The code below showcases a convolutional network in Keras. It was designed to classify 100x100 rgb images into 10 classes.
This network... quite frankly, it sucks. Can you guess what's the problem? Is there just one problem?

In [None]:
import keras
import keras.layers as L
import keras.initializers as init

In [None]:
net = keras.models.Sequential()

net.add(L.InputLayer([100, 100, 3]))

net.add(L.Conv2D(filters=512, kernel_size=(3, 3), 
                 kernel_initializer=init.zeros()))
net.add(L.Activation('relu'))

net.add(L.Conv2D(filters=128, kernel_size=(3, 3), 
                 kernel_initializer=init.zeros()))
net.add(L.Activation('relu'))

net.add(L.Conv2D(filters=32, kernel_size=(3, 3), 
                 kernel_initializer=init.zeros()))
net.add(L.Activation('relu'))

net.add(L.MaxPool2D(pool_size=(6, 6)))

net.add(L.Conv2D(filters=8, kernel_size=(10, 10), 
                 kernel_initializer=init.RandomNormal(), padding='same'))
net.add(L.Activation('relu'))


net.add(L.Conv2D(filters=8, kernel_size=(10, 10), 
                 kernel_initializer=init.RandomNormal(), padding='same'))
net.add(L.Activation('relu'))

net.add(L.MaxPool2D(pool_size=(3, 3)))

net.add(L.Flatten()) # convert 3d tensor to a vector of features

net.add(L.Dense(units=512))
net.add(L.Activation('softmax'))

net.add(L.Dropout(rate=0.5))

net.add(L.Dense(units=512))
net.add(L.Activation('softmax'))

net.add(L.Dense(units=10))
net.add(L.Activation('sigmoid'))
net.add(L.Dropout(rate=0.5))

* [Conv2D](https://keras.io/layers/convolutional/#conv2d) - performs convolution:
    * filters: number of output channels;
    * kernel_size: an integer or tuple/list of 2 integers, specifying the width and height of the 2D convolution window;
    * padding: padding="same" adds zero padding to the input, so that the output has the same width and height, padding='valid' performs convolution only in locations where kernel and the input fully overlap;
    * activation: "relu", "tanh", etc.
    * input_shape: shape of input.
* [MaxPooling2D](https://keras.io/layers/pooling/#maxpooling2d) - performs 2D max pooling.
* [Flatten](https://keras.io/layers/core/#flatten) - flattens the input, does not affect the batch size.
* [Dense](https://keras.io/layers/core/#dense) - fully-connected layer.
    * Activation - applies an activation function.
* [LeakyReLU](https://keras.io/layers/advanced-activations/#leakyrelu) - applies leaky relu activation.
* [Dropout](https://keras.io/layers/core/#dropout) - applies dropout.

## Book of grudges
* zero init for weights will cause symmetry effect
* Too many filters for first 3x3 convolution - will lead to enormous matrix while there's just not enough relevant combinations of 3x3 images (overkill).
* Usually the further you go, the more filters you need.
* large filters (10x10 is generally a bad pactice, and you definitely need more than 10 of them
* the second of 10x10 convolution gets 8x6x6 image as input, so it's technically unable to perform such convolution.
* Softmax nonlinearity effectively makes only 1 or a few neurons from the entire layer to "fire", rendering 512-neuron layer almost useless. Softmax at the output layer is okay though
* Dropout after probability prediciton is just lame. A few random classes get probability of 0, so your probabilities no longer sum to 1 and crossentropy goes -inf.

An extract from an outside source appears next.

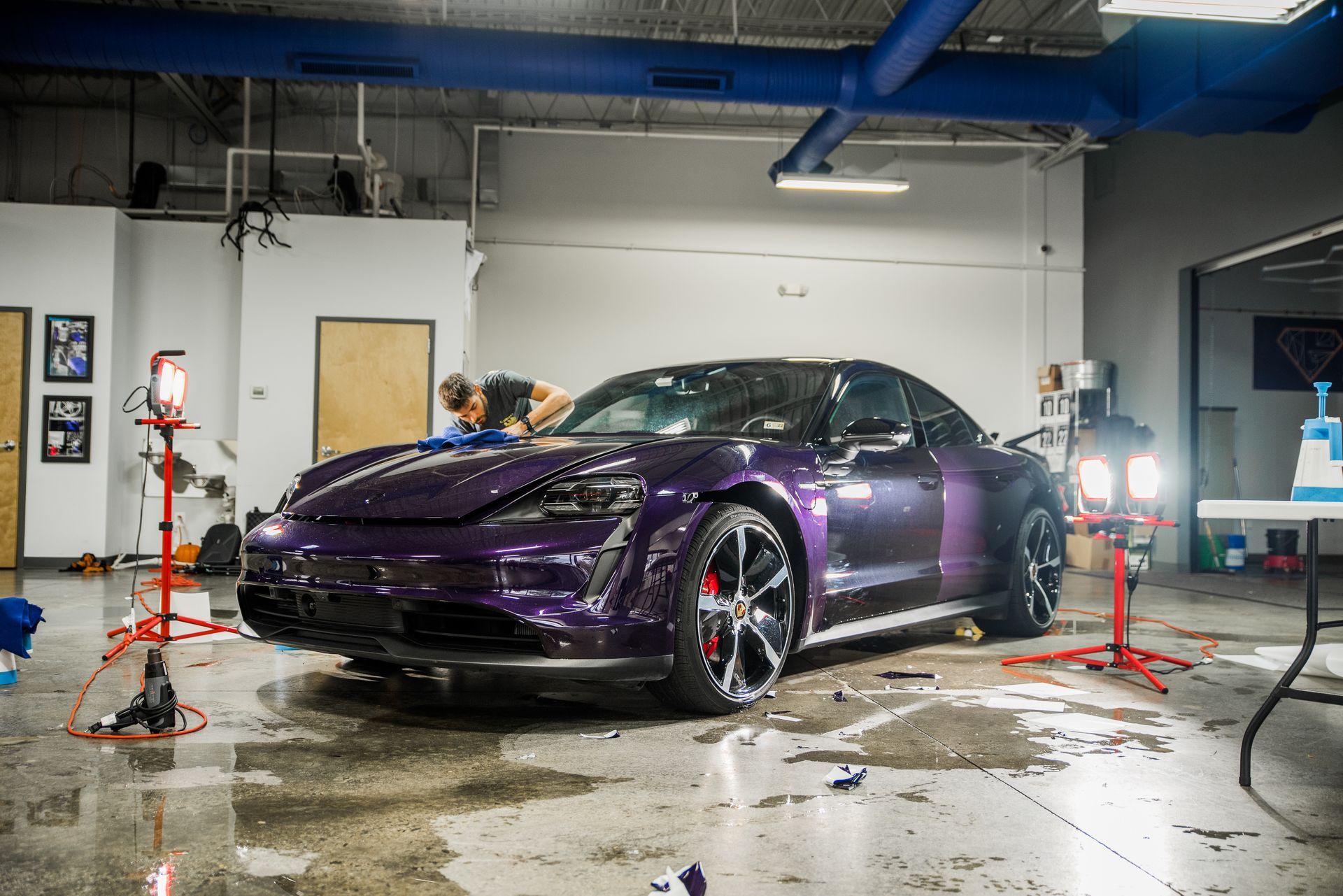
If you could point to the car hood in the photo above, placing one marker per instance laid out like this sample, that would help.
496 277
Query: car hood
450 483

In this exercise you have to train a new Convolutional Neural Network from scratch for the classification of images.

1. For this we will use the Keras library.
2. The aim is to achieve 99% accuracy (on validation/test set) the MNIST dataset http://yann.lecun.com/exdb/mnist/.
3. We have provided a basic Keras implementation of a CNN.
4. You are allowed to do whatever you want (except copy pasting) with the network as long as it is explained in your report.
5. Feel free to change the architecture of the network as well as parameters (e.g. learning rate, kernel sizes, ...).
6. You can try to guess parameters manually of you want, just make sure that it performs better than 99% on the validation set.
7. Sketch the final network architecture in your report.
8. Make sure you train the network on the GPU, otherwise it will be too slow.
9. Explain the plots: learning curve, accuracy wrt epoch.